Surat belasungkawa yang ditandatangani Presiden Prabowo ditujukan kepada Presiden Iran, Masoud Pezeshkian, sebagai bentuk penghormatan dan solidaritas dari pemerintah serta rakyat Indone#sia. Dalam surat tersebut, Presiden Prabowo menyampaikan simpati mendalam sekaligus doa agar rakyat Iran diberikan ketabahan dan kekuatan dalam menghadapi masa berkabung Nasional.
Penyerahan surat resmi dilakukan oleh Menteri Luar Negeri Sugiono kepada Duta Besar Iran untuk Indonesia, Mohammad Boroujerdi, di Jakarta. Langkah diplomatik ini menegaskan komitmen Indonesia dalam menjaga hubungan bilateral yang selama ini terjalin dengan baik antara kedua Negara.
Penyampaian dukacita tersebut dilakukan menjelang prosesi pemakaman Ayatollah Ali Khamenei yang direncanakan berlangsung di Kota Mashhad, salah satu kota suci dan terbesar di Iran. Pemerintah Indonesia memandang momen ini sebagai kesempatan untuk menunjukkan empati serta penghormatan terhadap kedaulatan dan tradisi bangsa Iran.
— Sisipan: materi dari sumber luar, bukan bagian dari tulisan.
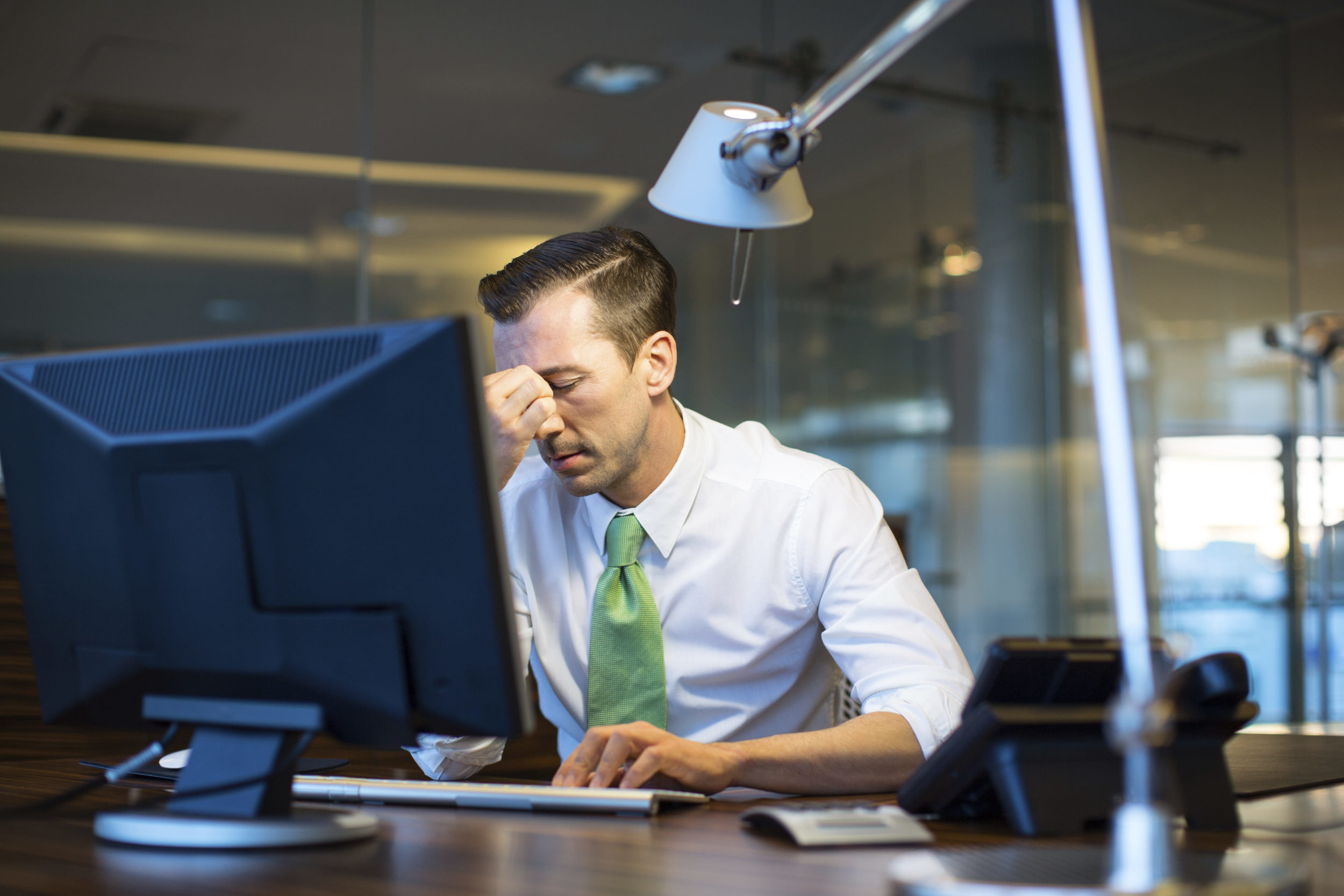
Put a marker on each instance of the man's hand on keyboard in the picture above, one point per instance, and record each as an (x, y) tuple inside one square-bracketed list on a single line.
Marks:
[(643, 755)]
Melalui pernyataan resmi ini, Pemerintah Indonesia juga menegaskan kembali komitmennya untuk terus mempererat kerja sama bilateral di berbagai bidang, termasuk politik, ekonomi, dan sosial-budaya, demi terciptanya stabilitas dan perdamaian di kawasan maupun di tingkat global.